After her new summer crime initiative enjoyed a successful rollout with a full-scale police deployment and a record number of weekend arrests two weeks back, this last weekend wasn’t nearly as peaceful. According to WJLA, four seperate shootings over a two-hour period on Saturday night and Sunday morning (two dead, two injured) forced Lanier to call a meeting today with her District Commanders to discuss how best to stem the usual summer spike in crime. Specifically, Lanier might have to look into more weekend-long mass deployments, instead of using them as one-time tools to set a tone for the summer months. Of course, should she start forcing officers to work more and more overtime, her crime strategy might start looking more and more like her predecessor’s much-hated crime emergencies — along with the consequent drops in police morale.

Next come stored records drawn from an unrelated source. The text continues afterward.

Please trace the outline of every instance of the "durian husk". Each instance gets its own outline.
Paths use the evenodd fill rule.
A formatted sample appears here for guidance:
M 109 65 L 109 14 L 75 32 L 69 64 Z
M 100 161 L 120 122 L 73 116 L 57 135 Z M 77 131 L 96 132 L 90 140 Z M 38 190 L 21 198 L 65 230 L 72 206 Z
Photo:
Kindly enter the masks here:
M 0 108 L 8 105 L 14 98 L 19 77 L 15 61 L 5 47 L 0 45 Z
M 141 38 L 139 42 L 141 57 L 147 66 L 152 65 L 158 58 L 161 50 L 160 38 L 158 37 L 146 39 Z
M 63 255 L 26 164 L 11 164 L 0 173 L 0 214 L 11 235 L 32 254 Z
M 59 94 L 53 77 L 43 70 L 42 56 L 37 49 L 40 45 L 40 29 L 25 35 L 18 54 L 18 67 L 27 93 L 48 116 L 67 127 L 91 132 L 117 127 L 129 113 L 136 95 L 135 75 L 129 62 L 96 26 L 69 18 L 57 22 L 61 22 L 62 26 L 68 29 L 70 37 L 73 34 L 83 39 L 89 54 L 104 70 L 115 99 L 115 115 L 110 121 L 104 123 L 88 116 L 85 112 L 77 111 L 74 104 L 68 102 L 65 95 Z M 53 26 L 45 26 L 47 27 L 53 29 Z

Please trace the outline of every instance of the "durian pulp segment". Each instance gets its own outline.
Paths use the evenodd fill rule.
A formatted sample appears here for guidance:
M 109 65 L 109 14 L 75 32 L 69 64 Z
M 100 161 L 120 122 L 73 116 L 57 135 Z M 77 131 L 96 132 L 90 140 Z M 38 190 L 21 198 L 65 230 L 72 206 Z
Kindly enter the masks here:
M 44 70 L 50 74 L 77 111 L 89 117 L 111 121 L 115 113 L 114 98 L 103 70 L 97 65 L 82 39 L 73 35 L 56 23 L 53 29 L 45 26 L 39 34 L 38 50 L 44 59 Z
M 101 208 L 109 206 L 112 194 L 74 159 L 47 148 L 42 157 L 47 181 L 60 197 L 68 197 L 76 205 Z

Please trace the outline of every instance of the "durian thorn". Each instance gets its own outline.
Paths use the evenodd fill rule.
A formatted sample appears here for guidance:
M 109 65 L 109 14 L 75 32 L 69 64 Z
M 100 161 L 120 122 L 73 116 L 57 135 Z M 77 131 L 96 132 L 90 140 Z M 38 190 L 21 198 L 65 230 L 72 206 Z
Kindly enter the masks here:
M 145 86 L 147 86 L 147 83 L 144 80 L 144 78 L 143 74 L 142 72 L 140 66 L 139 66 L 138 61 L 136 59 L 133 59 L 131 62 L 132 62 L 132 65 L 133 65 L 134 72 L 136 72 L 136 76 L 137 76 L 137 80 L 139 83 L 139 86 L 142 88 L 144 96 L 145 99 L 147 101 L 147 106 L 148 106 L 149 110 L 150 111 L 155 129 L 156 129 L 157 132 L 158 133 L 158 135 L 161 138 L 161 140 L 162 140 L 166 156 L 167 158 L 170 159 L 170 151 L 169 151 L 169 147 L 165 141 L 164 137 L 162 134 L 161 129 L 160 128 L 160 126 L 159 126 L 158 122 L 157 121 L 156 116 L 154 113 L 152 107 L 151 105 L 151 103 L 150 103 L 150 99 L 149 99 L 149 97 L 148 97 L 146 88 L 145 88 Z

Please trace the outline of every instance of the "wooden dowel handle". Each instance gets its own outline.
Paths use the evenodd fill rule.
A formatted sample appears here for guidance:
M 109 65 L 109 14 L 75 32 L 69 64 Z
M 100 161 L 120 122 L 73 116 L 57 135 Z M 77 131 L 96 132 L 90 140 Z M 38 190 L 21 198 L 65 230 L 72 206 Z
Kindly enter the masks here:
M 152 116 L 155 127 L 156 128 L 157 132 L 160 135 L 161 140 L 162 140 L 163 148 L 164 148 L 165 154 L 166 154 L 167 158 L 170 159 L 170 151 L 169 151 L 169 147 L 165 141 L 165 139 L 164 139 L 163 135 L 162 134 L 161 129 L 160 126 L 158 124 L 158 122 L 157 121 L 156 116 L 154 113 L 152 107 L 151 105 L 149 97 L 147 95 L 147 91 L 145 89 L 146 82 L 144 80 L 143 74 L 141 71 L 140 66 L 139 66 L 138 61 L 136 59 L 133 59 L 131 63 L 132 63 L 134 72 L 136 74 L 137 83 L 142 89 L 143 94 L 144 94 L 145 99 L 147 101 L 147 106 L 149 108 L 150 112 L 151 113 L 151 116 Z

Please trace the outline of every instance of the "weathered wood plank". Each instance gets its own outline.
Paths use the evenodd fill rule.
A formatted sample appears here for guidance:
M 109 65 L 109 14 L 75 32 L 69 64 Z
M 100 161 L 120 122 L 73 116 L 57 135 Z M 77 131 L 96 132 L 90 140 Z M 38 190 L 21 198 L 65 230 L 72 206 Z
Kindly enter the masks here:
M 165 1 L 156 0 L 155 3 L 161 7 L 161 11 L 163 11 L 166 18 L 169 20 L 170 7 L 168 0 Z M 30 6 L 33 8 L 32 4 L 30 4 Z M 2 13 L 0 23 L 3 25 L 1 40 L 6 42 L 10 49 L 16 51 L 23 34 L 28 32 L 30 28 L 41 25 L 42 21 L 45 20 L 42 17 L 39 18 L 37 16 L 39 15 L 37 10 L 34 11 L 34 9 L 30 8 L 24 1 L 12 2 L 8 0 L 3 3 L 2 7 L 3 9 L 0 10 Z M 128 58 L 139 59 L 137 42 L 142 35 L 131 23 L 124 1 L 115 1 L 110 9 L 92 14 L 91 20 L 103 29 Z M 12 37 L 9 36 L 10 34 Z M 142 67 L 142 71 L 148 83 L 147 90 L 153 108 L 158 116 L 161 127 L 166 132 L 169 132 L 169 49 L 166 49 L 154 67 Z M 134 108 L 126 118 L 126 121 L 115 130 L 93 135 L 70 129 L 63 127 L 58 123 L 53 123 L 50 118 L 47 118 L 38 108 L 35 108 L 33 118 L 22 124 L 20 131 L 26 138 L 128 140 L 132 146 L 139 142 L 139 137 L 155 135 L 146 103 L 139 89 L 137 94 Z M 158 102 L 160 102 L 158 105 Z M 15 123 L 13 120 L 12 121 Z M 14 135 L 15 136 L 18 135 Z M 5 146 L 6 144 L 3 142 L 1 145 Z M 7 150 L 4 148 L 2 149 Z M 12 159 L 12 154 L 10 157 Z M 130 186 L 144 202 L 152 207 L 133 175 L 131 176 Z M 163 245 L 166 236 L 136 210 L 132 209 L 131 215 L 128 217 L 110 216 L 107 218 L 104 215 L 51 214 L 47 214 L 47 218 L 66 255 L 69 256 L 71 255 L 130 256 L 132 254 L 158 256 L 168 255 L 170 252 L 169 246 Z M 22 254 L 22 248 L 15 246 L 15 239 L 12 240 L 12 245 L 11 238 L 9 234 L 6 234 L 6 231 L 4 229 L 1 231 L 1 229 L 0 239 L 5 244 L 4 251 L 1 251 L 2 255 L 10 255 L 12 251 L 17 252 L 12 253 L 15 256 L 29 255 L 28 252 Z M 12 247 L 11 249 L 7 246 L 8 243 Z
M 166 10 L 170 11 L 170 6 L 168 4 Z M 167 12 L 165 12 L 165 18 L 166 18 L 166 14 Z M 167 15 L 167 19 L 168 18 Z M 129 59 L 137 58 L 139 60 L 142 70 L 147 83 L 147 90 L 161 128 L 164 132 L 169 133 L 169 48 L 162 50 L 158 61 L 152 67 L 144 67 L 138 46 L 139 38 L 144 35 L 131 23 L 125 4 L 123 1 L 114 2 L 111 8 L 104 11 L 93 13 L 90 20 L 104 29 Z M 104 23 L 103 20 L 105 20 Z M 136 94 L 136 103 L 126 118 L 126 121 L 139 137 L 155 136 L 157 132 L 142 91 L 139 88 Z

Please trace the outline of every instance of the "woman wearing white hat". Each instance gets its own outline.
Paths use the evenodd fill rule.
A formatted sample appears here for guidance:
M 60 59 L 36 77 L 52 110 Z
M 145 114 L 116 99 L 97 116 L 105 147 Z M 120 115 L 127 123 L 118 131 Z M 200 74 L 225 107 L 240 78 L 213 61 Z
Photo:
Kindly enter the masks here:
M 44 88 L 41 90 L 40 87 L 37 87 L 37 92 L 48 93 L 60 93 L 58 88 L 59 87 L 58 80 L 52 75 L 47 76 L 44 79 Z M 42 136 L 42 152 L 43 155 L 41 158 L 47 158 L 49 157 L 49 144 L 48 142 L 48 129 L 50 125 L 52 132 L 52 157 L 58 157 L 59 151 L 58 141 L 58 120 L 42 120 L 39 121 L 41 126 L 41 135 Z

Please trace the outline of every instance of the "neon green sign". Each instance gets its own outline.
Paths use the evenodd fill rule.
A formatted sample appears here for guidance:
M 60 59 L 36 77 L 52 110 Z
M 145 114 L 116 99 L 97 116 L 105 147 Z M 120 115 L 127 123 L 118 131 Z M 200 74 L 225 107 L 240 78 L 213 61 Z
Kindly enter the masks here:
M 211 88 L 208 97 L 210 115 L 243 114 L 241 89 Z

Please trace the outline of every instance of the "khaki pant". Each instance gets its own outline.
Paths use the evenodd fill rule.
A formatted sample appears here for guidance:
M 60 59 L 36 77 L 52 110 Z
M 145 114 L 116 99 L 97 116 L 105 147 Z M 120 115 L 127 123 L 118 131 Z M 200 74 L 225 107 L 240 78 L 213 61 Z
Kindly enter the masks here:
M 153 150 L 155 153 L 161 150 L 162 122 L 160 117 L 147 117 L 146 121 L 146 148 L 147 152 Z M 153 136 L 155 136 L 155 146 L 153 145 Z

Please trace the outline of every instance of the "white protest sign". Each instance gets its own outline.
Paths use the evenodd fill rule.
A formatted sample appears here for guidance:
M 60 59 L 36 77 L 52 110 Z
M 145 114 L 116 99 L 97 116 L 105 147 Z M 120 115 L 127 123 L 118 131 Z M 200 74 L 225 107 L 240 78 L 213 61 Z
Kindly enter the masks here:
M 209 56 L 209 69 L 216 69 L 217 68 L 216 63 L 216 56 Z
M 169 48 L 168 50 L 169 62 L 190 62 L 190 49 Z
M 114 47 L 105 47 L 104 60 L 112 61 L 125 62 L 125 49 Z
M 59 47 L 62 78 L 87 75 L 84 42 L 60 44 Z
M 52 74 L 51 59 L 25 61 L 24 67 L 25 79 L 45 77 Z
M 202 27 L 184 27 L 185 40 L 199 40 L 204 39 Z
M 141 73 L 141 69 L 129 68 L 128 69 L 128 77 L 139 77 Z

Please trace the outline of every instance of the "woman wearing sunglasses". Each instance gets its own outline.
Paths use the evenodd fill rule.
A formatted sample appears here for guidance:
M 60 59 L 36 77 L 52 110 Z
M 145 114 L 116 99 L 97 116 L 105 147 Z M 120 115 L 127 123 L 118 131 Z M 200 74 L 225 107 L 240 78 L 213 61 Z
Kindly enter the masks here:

Obviously, a balance is needed. I’ve been happy to see more and more police in my neighborhood, both in cars and on bikes. I was also satisfied with the full-scale deployment, but thought Lanier’s decision to make it a one-time deal was misguided. After all, what type of tone do you set when you tell the city’s residents that the rest of the summer will be business as usual? We can’t expect the city’s 3,800 police officers to work every weekend until September, but we can expect that Lanier live up to her promise to more carefully assess where crimes happen, when they happen, who commits them and what measures would best deter them. What this last weekend proved is that crime follows the balloon effect — press down on one side, and another pops up in its place — and that one-time initiatives can’t pass as sustainable strategies.